MIGUEL GOMES |
A solidão molda-nos a companhia.
Transporta-nos para aquilo que não desejamos transportar, apenas e só porque não nos sabemos caminho, nem caminhantes, apenas fugazes, esbaforidos, errantes.
A solidão molda-nos a alegria.
Como agora, quando a chuva bate no vidro e eu encho o peito, faço de conta que me escondo atrás do pinheiro, sinto a áspera casca e cheiro as recordações de arrancar, na ignorância, aquelas espessas crostas, raspá-las numa pedra e moldar rombudamente um casco de um batel, um barco tímido que soltamos no primeiro regato que nos aparece e vamos, correndo, andando, ao sabor da corrente de um aguaceiro que se faz chuva premente, até vermos felizes no bom rumo de algo que nos saiu das mãos e só aí, no despertar daquele rasto de vida que cai e ao chegar ao horizonte se esvai, percebemos que estamos encharcados, esvaídos em felicidade que chove por fora e pinga por dentro.

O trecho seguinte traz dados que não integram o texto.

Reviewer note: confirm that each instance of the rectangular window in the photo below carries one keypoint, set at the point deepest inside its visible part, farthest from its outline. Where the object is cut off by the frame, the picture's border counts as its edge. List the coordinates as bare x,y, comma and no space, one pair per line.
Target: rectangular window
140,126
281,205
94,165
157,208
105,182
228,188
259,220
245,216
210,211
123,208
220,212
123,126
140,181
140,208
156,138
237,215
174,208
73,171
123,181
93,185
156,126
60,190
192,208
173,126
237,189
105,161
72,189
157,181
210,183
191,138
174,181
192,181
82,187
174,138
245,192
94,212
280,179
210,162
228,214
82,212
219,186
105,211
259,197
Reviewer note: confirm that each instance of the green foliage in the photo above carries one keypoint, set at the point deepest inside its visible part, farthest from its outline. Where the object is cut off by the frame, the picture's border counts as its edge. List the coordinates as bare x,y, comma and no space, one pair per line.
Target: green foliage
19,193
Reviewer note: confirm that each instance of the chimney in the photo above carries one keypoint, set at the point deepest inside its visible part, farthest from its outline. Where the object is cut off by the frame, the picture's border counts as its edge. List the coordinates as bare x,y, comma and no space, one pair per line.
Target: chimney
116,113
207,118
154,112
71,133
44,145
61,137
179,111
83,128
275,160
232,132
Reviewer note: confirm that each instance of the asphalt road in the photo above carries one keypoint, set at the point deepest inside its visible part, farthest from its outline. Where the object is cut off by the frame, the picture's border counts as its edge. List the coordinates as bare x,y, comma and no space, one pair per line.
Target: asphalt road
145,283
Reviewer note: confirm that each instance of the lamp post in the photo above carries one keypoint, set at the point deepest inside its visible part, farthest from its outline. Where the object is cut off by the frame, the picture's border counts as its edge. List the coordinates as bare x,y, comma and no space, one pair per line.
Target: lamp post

A solidão molda o que nos acorda, a porta que se escancara e o olhar de mãe, terno, que se confunde com a rispidez dos braços que nos despem enquanto colocam a cafeteira de água no fogão, o lume brando e a sussurrar butanicamente as labaredas azuis e amarelas num tuf-tuf assíncrono que se confunde com a sincronicidade dos batimentos do coração que uma mãe tem sempre à mão.
O dia de Inverno traz a forma de um banho quente, um azuleijado tímido e coberto de vapor de água, as sombras muito espartanas que com dificuldade aderem ao embaciado espelho e reflectem o reflexo que não sei ser, tudo, mas tudo serve para nos aquecer, o abraço, a companhia, a mão, a alegria, a imensidão carcereira do infinito que prende à vida.
Quando nos confundimos com o que não existe, o passado e o futuro numa rima em riste, serve-nos o presente enquanto não nos sabemos chover, apenas precipitar sobre a tarde que se quer profícua, inócua, como o vidro comigo condensado, onde nada mais consigo vislumbrar além da rua e das poças de água que me convidam a navegar, erradamente com certeza, sem qualquer assunto para escrever que não seja este, o pequeno que corre lá fora alheio aos avisos pré-programados maternalmente, o sorriso e o calcar das poças de água, as mesmas que lhe respondem com largos e altos salpicos nas pernas e a lama que se vai desprendendo das botas e salta antigraviticamente para o rabo e costas, o barco que vai abanando porque perdeu a tosca vela e agora apenas a vontade e a alegria do puto por ele vela e, antes que se penda para o bueiro fajuto e cheio de bocados de lixo de gente, ou gente de lixo, ultrapassa-o, ajoelha-se no molhado e apanha-o, aquela preciosidade em casca de pinheiro, sem preocupação de dinheiro nem sentido parco, porque ele é a solidão e talvez eu seja o barco.